Freeze-thaw stability or syneresis was determined by a previous method [12] with a slight modification. An aqueous starch suspension (5%) was prepared and heated at 95 ºC for 30 minutes with constant light stirring, then cooled to room temperature in an ice water bath. Then 20 g aliquots of the paste were taken and put into a centrifuge tube, and then a freeze-thaw cycle was carried out with storage at 4 ºC for 24 hours, then frozen at -15 °C for 48 hours and thawed at 25 ºC for 3 hours. Then the samples were centrifuged at 3500 rpm for 15 minutes. After centrifugation, the supernatant removed from the gel was weighed, and the syneresis was calculated using the following equation:

$$\mathrm{S}\mathrm{y}\mathrm{n}\mathrm{e}\mathrm{r}\mathrm{e}\mathrm{s}\mathrm{i}\mathrm{s}\left(\mathrm{\%}\right)=\frac{\mathrm{w} \mathrm{separated} \mathrm{water}}{\mathrm{w} \mathrm{starch} \mathrm{paste}} \times 100\%$$

(5)

2.13. Color Analysis Using CM-5 Spectrophotometer

The starch color was measured using a CM-5 Spectrophotometer (Konica Minolta Co., Osaka, Japan) with Spectra Magic Software. The samples were placed in a glass cell and above the light source. After that, measurements were taken at room temperature. The parameters measured were CIE-lab, namely the L*, a*, and b* values in each sample. L* value indicates the lightness (whiteness/darkness), representing dark (0) to light (100); a* value indicates the degree of red-green color ((+) redness/(-) greenness); and b* value indicates the degree of the yellow-blue color ((+) yellowness/(-) blueness). The following equation was used to calculate the total color differences between starch samples [14]:

$$∆\mathrm{E}=\sqrt{{\left({\mathrm{L}}^{*}-{\mathrm{L}}_{\mathrm{n}}^{*}\right)}^2+{\left({\mathrm{a}}^{*}-{\mathrm{a}}_{\mathrm{n}}^{*}\right)}^2+{\left({\mathrm{b}}^{*}-{\mathrm{b}}_{\mathrm{n}}^{*}\right)}^2}$$

(6)

L*, a*, b* were parameters for modified starch and $L_n^{*}$,$a_n^{*}$, $b_n^{*}$ were parameters for native starch.

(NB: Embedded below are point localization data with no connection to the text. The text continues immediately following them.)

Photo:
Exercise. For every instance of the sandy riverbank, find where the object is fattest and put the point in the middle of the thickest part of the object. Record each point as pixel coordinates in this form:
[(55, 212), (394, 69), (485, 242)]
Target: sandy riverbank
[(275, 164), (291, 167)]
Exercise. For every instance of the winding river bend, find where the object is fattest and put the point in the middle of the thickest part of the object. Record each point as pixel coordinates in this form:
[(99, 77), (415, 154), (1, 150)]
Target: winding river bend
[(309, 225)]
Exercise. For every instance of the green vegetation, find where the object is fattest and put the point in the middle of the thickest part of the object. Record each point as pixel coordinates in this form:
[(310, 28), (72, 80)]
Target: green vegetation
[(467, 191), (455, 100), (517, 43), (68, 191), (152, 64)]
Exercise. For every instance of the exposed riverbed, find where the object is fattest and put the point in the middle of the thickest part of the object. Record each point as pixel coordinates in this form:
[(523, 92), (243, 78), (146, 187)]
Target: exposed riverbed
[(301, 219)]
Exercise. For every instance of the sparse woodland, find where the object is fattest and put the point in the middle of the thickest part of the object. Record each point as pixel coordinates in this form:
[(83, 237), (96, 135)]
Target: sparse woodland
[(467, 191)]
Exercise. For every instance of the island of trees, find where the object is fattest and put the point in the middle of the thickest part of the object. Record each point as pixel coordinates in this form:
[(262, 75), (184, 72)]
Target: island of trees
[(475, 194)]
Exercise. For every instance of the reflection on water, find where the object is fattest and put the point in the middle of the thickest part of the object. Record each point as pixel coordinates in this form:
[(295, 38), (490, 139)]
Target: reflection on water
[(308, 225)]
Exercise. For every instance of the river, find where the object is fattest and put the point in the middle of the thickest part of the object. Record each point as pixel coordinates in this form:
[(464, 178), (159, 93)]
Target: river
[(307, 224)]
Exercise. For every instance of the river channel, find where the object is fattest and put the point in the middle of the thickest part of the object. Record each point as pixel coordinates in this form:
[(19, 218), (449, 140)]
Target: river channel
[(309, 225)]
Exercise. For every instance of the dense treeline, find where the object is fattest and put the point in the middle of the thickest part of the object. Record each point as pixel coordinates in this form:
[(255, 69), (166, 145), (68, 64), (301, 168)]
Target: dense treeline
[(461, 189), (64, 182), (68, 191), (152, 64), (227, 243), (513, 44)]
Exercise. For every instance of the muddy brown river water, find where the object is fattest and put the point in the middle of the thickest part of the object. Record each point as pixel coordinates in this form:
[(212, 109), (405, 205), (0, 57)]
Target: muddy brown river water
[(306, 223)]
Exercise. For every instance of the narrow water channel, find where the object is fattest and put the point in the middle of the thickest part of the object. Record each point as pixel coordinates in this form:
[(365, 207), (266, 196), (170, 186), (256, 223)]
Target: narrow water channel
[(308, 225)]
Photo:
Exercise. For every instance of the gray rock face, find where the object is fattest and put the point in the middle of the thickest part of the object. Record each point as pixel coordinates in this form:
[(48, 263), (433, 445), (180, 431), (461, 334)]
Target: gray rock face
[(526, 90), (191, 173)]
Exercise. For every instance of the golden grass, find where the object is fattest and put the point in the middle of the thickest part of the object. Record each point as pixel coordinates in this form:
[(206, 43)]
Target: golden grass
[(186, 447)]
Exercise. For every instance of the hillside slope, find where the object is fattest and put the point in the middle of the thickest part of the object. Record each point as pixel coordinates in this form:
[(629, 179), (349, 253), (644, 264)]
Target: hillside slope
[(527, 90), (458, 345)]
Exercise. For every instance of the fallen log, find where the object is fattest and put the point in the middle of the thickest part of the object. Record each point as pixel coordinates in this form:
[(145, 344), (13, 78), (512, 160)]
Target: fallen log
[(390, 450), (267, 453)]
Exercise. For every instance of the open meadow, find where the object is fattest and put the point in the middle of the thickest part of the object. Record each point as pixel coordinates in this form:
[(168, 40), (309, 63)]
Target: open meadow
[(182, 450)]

The values for whiteness were determined using the following equation [15]:

$$\mathrm{Whiteness} \mathrm{Index} =100-\sqrt{{\left(100 -{\mathrm{L}}^{*}\right)}^2+{\mathrm{a}}^{*2}+{\mathrm{b}}^{*2}}$$

(7)

2.14. Statistical Analysis

Data are presented as the mean ± SD of triplicate experiments. All data were analyzed by one-way analysis of variance (ANOVA) with a further Duncan test to compare the sample mean at a significance level of 5% (p < 0.05). All data were analyzed using Statistical Software Program (IBM SPSS Statistics version 25).

3. Results

3.1. Granule Morphology

The Granule morphology of native and modified arrowroot starches is presented in Figure 1. The granules of arrowroot starch are spherical, and ellipsoid to oval-shaped. There was no damage on the surface of starch granules after OSA. In HMT-modified starch, both single and dual modifications (HMT, HMT-OSA, and OSA-HMT), the damage occurred on the surface of the granules, where the surface became rougher due to the formation of fine cracks.

3.2. Starch Crystallinity

Native arrowroot starch has an A-type crystalline pattern which was indicated by several diffraction peaks at 15°, 17°, 18°, 23°, and 26° 2θ (Figure 2). All modification treatments did not alter the crystallinity pattern whereas change the relative crystallinity (RC) of native arrowroot starch. All modified starches have a lower relative crystallinity than native starch. In HMT-modified starch, both single and dual modifications (HMT, HMT-OSA, and OSA-HMT) have a greater effect on RC than single OSA modification.

3.3. Thermal Properties

DSC is used for thermal analysis to determine the transition of starch crystallinity caused by heating. The native of starch gelatinization is determined by the following parameters: (1) T_o or temperature onset, which is the temperature at which gelatinization begins, also defined as the melting temperature of the weakest crystals in starch granules; (2) T_p or peak temperature which represents the endothermic peak on the DSC thermogram; (3) T_c or conclusion temperature is the final temperature at which the sample is wholly gelatinized or crystalline melting temperature (high-perfection crystalline); and (4) ΔH or enthalpy (J/g) calculated based on the DSC endotherm, expressing the energy required to break the double helix structure during starch gelatinization [12,16].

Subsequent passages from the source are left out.